Drużyna z Zawiercia gra i mało trenuje ponieważ nie ma na to czasu pomimo tego jest w bardzo dobrej formie o czym świadczą dotychczasowe rezultaty. – Wiedzieliśmy o tym, że musimy być dobrze przygotowani do meczów szczególnie w listopadzie i grudniu (zawiercianie w PlusLidze i Lidze Mistrzów rozegrają łącznie 16 meczów – przyp .red.), kalendarz nas na pewno nie zaskoczył. Okres przygotowawczy spędziliśmy na ciężkiej pracy, obecnie trenujemy intensywnie ale niewiele. Każdego dnia słyszymy, że 30 minut głównego treningu musi być wykonane na 100% ponieważ nie możemy obecnie trenować w hali ponad 2 godziny. Powoduje to, że jest różnica pomiędzy zawodnikami którzy grają, a tymi którzy nie grają. Próbujemy to nadrabiać indywidualnymi ćwiczeniami – dodał szkoleniowiec.
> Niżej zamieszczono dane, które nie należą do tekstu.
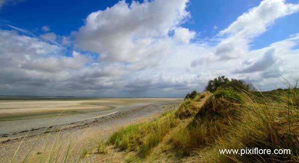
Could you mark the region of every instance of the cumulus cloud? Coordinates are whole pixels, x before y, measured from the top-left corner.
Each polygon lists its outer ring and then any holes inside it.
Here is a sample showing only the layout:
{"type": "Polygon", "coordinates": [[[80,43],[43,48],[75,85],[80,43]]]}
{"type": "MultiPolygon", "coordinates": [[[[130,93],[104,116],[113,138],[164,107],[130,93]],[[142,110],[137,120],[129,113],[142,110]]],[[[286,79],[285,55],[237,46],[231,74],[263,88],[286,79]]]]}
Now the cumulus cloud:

Celem Aluron CMC Warty Zawiercie jest zajęcie pierwszego miejsca w grupie, cel ten wydaje się być realny. – Naszą motywacją w Lidze Mistrzów jest zajęcie pierwszego miejsca w grupie. Gdyby nam się to udało to rozegramy dwa mecze mniej ww kolejne rundzie, mamy realną szansę na zajęcie tej lokaty. Wiadomo, ze nie będzie to prosta sprawa, do meczów w tych rozgrywkach musimy podejść również skoncentrowani. W grudniu nie będziemy mieli dalekich wyjazdów, co na pewno będzie naszym atutem. Obecnie robi się u nas dzień świstaka, musimy wyjść i zagrać jak najlepiej się da i musimy odpoczywać. Ten odpoczynek w naszym przypadku jest najważniejszy. Najpierw zagramy w Lidze Mistrzów w hali w Dąbrowie Górniczej, potem w niedzielę w Krakowie z Barkomem, a 8 grudnia we własnej hali ze Ślepskiem, po czym pojedziemy na mecz do Lubina. Zastanawialiśmy się przed spotkaniem z Projektem, co mamy robić w poniedziałek, przed wyjazdem do Dąbrowy Górniczej. Na pewno nie jest łatwo, o czym świadczy wynik meczu Jastrzębskiego Węgla z Cuprum Lubin. Gospodarze niemal prosto z podróży musieli grać spotkanie i je przegrali z drużyną z niższego miejsca w tabeli. Takie porażki są wkalkulowane w grę, może po prostu drużynie „odciąć prąd” – zakończył Oskar Kaczmarczyk.